I wouldn't want the kitchen at the front - seems a bizarre layout to me. I want to make an early morning cup of tea in my pyjamas without worrying about who can see me

CatOnTheChair · 17/02/2023 21:03

I'm quite happy to have a separate dining room, but hate hate hate eating in the livingroom - so a living-diningroom combined is a no go for me.

LindorDoubleChoc · 17/02/2023 21:11

whenindoubtgotothelibrary · 17/02/2023 20:49

I wouldn't want the kitchen at the front - seems a bizarre layout to me. I want to make an early morning cup of tea in my pyjamas without worrying about who can see me

Yes good point if you live on a busy road without a decent sized front garden.

OP posts:
Shinyredbicycle · 17/02/2023 21:19

Houses built at that time were spacious, inside and out.

I grew up in a three-bedroom version of that (two big doubles, one tiny box room) which had decent sized front and back gardens, driveway, garage etc. Very ordinary at the time.

The new estates fit about four houses in the same footprint, front garden just big enough for the bin, no parking etc.

After a couple of narrow Victorian houses, we're now in a 1920s which is fab. Good sized rooms, plenty of hall space, high ceilings, big windows.

LindorDoubleChoc · 17/02/2023 21:23

They were. And houses built for families now are tiny by comparison (although with a weird obsession with miniscule ensuite shower rooms).
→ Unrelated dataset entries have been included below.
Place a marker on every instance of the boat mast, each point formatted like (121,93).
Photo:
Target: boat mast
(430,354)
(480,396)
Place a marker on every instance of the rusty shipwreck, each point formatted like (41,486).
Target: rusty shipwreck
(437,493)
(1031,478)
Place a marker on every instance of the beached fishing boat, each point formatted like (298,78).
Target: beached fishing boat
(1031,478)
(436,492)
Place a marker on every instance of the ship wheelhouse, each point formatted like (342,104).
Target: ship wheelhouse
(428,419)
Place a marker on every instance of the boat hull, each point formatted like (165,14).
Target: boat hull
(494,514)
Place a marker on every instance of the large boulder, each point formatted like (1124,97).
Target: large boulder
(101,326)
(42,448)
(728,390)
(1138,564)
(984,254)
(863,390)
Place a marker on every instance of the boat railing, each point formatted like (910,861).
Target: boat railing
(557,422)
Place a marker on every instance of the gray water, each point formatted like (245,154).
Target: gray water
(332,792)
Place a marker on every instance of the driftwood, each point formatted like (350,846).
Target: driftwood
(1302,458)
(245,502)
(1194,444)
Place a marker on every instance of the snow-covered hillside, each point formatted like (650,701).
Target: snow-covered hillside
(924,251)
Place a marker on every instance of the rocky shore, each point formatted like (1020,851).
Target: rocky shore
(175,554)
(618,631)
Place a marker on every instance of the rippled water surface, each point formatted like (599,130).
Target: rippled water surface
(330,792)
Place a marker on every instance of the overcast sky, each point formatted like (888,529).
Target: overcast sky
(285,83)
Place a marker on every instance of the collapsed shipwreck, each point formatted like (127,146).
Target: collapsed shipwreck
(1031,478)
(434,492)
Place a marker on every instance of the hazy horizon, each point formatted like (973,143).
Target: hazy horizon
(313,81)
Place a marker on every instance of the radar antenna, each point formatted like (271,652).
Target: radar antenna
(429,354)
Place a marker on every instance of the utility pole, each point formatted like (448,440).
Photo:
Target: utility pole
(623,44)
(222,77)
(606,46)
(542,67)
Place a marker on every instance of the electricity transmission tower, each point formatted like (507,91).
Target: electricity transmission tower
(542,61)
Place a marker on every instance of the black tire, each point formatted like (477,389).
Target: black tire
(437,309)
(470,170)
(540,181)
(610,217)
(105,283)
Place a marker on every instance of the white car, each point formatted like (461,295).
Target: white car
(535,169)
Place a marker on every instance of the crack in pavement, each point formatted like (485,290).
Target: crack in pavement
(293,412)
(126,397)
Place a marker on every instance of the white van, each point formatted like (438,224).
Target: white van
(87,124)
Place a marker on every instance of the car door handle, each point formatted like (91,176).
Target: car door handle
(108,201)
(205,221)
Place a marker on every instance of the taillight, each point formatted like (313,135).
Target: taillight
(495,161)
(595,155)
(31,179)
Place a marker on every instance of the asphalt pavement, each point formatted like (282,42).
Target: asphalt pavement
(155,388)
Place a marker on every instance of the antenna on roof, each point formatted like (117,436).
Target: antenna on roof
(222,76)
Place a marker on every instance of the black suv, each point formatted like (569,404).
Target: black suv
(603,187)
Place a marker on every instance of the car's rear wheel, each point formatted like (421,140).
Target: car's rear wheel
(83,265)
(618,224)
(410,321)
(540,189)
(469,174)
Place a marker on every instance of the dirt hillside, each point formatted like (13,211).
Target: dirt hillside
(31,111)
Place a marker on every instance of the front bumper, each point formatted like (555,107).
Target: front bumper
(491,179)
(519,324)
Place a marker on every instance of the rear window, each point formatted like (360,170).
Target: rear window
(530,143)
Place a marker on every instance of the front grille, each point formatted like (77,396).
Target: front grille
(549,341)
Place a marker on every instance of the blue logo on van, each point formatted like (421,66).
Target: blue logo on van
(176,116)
But where do you put your wardrobe in an 8ft x 8ft bedroom? etc.

OP posts:
JaninaDuszejko · 17/02/2023 21:36

I think the trouble with a dining/sitting room is the food smells go everywhere. A kitchen diner means the sitting room doesn't stink of stale food. That house needs another bathroom and a utility room and oreferably another sitting room before I'd consider it. In it's current state I wouldn't view it as a 4 bed but more of a generous 3 bed that needs lots of work.